President Donald Trump had them – then he didn’t.
Speaking to an appreciative crowd in Michigan last weekend, Trump got thunderous ovations for his repeated pledge to protect U.S. jobs. Then, turning to agriculture, he declared, “We have to let people come in. They’re going to be guest workers, they’re going to work on your farms.”
The adoring audience went limp. The cheers faded amid confusion.
Touting H-2B visas (for unskilled non-farm workers) when he meant to say H-2A visas (agricultural workers), Trump muddied the U.S. labor picture and threatened to throw more Americans under the migrant-worker bus.
Though H-2A visas are up 20 percent from a year ago, ag industry lobbyists demand still more cheap farm hands. Now the administration appears ready to double down on a system that’s already crassly manipulated.
The H-2A program ostensibly requires the Department of Labor to certify that “employment of H-2A aliens will not adversely affect the wages and working conditions of similarly employed U.S. workers.” Yet the ag industry can and does hire H-2A migrants because it’s cheaper than offering competitive wages to Americans.
For starters, employers reap a 7.65 percent discount because payroll taxes are waived for foreign workers. Larger savings come from the payroll itself. Unburdened by having to negotiate wages with American workers, farms use H-2A’s exclusive provisions to shackle laborers.
Not surprisingly, abuses, including inhumane working conditions, crop up perennially.
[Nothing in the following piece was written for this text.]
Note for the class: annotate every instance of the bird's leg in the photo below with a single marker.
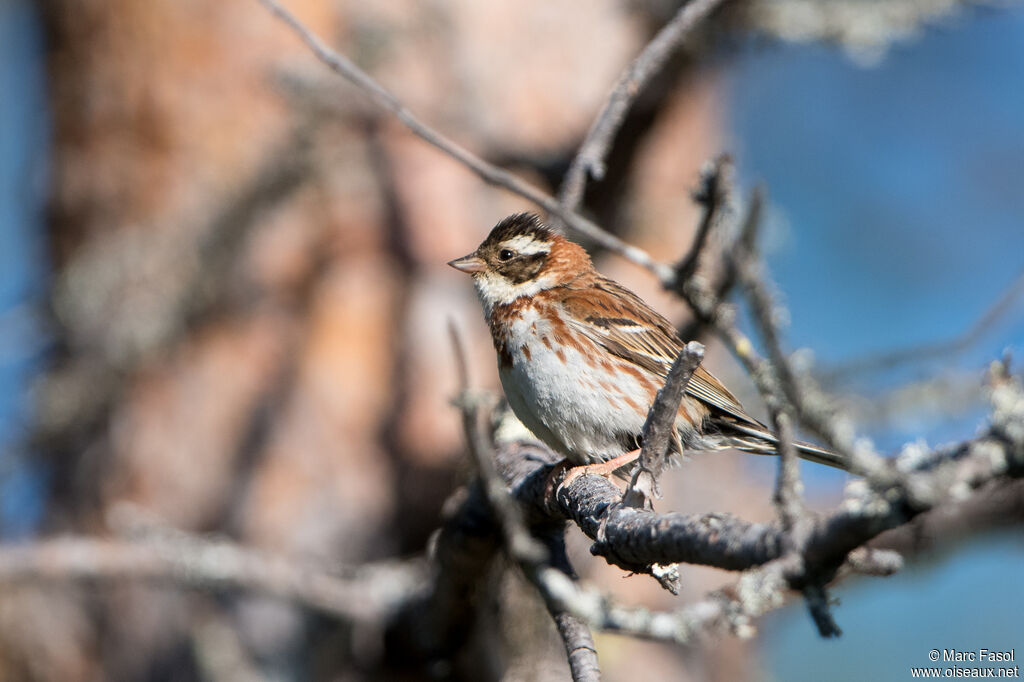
(601, 468)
Little wonder that bottom-feeding operations say they can’t find U.S. workers.
In fact, millions of unskilled and low-skilled American citizens are either unemployed or underemployed. Among rural Americans who are working, wages are flat or falling, due in part to the ever-growing influx of foreign labor sponsored by Washington and the Big Ag lobby.
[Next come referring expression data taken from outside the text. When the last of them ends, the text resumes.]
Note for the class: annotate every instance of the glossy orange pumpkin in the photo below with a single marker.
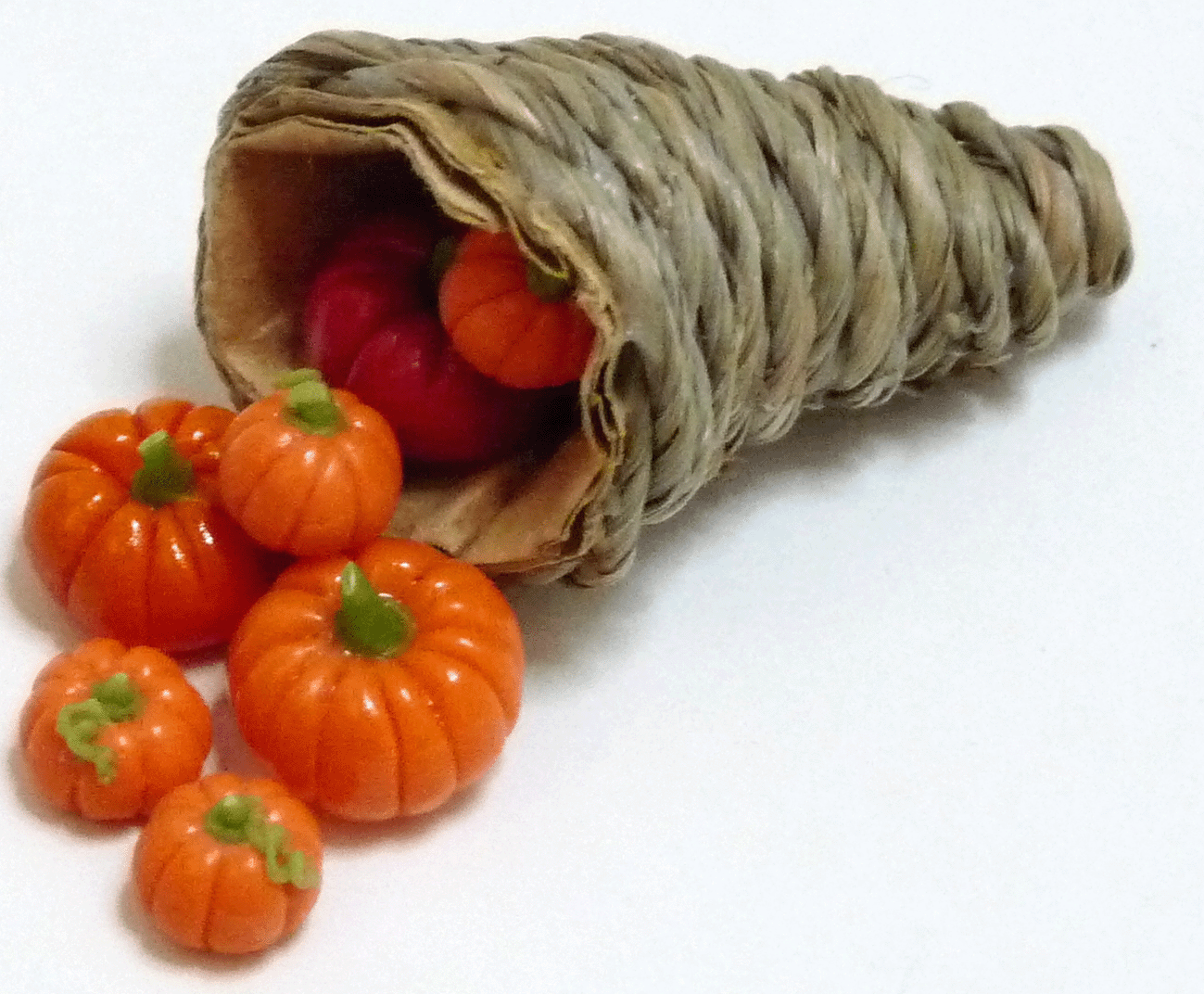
(229, 865)
(108, 731)
(124, 528)
(377, 687)
(309, 470)
(510, 318)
By offering better pay and humane working conditions, U.S. farm operators wouldn’t have to import tens of thousands of laborers – and the consumer costs would be negligible.
If prices for produce were raised by a penny or two per pound –- and the increase went to the people who did the harvesting – wages could rise by 20 percent or more.
That virtuous cycle would make farm work great again.